# Want to learn-



## SVSnap (Mar 5, 2007)

Hey all, 
I'm new to forums, but just poking around here I can tell there is an amazing amount of info available and I hope to learn lots.

Long time sailor, used to race buoys and offshore for other people. Now I'm very much owned by a Catalina 30. I have long term coastal cruising dreams for this boat and offshore cruising dreams for another (preferably aluminum) boat. 

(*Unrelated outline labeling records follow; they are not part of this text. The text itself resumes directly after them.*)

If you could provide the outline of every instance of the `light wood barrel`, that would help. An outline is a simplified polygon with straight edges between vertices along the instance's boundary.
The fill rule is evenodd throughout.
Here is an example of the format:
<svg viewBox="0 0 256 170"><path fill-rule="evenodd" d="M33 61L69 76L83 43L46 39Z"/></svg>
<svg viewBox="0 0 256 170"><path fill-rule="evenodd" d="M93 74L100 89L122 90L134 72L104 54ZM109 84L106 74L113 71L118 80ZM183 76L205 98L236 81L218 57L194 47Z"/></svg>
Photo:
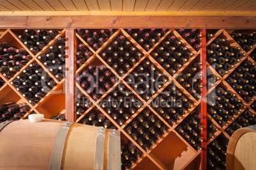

My main objective is to continue to learn how to be a SAFE and smart sailor and a competent boat owner. Currently in flight school for the U.S. Coast Guard hoping to be a rescue pilot someday.


----------



## PBzeer (Nov 11, 2002)

Welcome aboard Hunter. I must warn you though, that name will generate a lot of jokes among the Hunter critics.

_Currently at 25 03 36 N 80 27 06 W_


----------



## SVSnap (Mar 5, 2007)

ha ha ha ha ha ha ha

I'm quite used to it by now, but thanks for the warning


----------



## camaraderie (May 22, 2002)

Welcome aboard Coastie! We appreciate the job you guys do!!


----------



## SimonV (Jul 6, 2006)

Good of you to join us. Question, why didn't you race girls.


----------



## artbyjody (Jan 4, 2008)

SimonV said:


> Good of you to join us. Question, why didn't you race girls.


Two words: Lipstick Jungle..


----------